Louisiana Gov. John Bel Edwards signed an anti-discrimination executive order on Wednesday for LGBT state workers, marking the first time the state’s government has provided protection for its transgender employees.
The order forbids discrimination against state workers and state contractors on the basis of sexual orientation or gender identity. Under former governors Kathleen Blanco and Edwin Edwards, gay and lesbian state workers were protected under similar executive orders, but those did not apply to transgender members of the LGBT community.
“We respect our fellow citizens for their beliefs, but we do not discriminate based on our disagreements,” Edwards said in a statement. “I believe in giving every Louisianan the opportunity to be successful and to thrive in our state. Our goal is to promote the opportunities we have right here in Louisiana. While this executive order respects the religious beliefs of our people, it also signals to the rest of the country that discrimination is not a Louisiana value, but rather, that Louisiana is a state that is respective and inclusive of everyone around us.”

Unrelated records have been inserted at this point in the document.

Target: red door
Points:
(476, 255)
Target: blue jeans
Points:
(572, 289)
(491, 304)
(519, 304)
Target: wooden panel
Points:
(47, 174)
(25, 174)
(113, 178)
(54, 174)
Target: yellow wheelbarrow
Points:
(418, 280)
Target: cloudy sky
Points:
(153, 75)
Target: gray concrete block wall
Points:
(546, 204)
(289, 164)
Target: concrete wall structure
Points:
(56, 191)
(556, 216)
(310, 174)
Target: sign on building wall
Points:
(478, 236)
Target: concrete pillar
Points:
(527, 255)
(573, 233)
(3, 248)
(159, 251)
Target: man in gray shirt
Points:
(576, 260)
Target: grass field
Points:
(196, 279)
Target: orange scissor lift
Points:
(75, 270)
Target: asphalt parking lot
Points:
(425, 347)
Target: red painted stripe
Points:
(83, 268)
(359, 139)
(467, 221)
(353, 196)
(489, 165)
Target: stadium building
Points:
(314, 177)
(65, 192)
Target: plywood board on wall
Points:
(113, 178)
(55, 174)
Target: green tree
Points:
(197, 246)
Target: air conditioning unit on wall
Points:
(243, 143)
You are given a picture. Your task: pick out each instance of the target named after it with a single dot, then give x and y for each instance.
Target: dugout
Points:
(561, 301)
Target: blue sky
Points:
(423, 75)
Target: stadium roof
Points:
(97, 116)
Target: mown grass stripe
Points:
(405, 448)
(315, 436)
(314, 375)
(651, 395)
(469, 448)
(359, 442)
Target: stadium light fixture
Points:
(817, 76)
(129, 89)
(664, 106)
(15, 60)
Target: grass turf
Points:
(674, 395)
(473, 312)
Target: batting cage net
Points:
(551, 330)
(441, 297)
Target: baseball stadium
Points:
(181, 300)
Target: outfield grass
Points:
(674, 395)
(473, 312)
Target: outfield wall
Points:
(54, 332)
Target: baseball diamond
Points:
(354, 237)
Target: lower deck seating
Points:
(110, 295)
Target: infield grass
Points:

The order allows for exemption in religious groups “who believe that complying with a nondiscrimination decree would violate their religious beliefs,” NOLA.com reported. Several religious organizations work with parts of state government to provide certain social services, including in the areas of health care and adoption.
The executive order, which Edwards signed during his first four months of a four-year term, can be reversed by the next governor. It applies only to employees that he oversees and it does not cover some parts of state government, such as the judiciary, that are not in his domain.
“This order is a clear statement from Gov. Edwards that discrimination against lesbian, gay, bisexual and transgender Louisianians is wrong and should not be tolerated in our state,” Matthew Patterson, managing director of Equality Louisiana, told The Advocate.
Louisiana is the second state whose governor has issued an order protecting transgender people from discrimination; Virginia Gov. Terry McAuliffe signed a similar executive order in 2014.
Currently, there is no statewide law in Louisiana against employment discrimination on the basis of sexual orientation or gender identity, though a small patchwork of cities and parishes has enacted local policies to protect LGBT people. Jefferson Parish and Lafayette Parish have passed nondiscrimination laws protecting LGBT people in employment, as have New Orleans and Shreveport.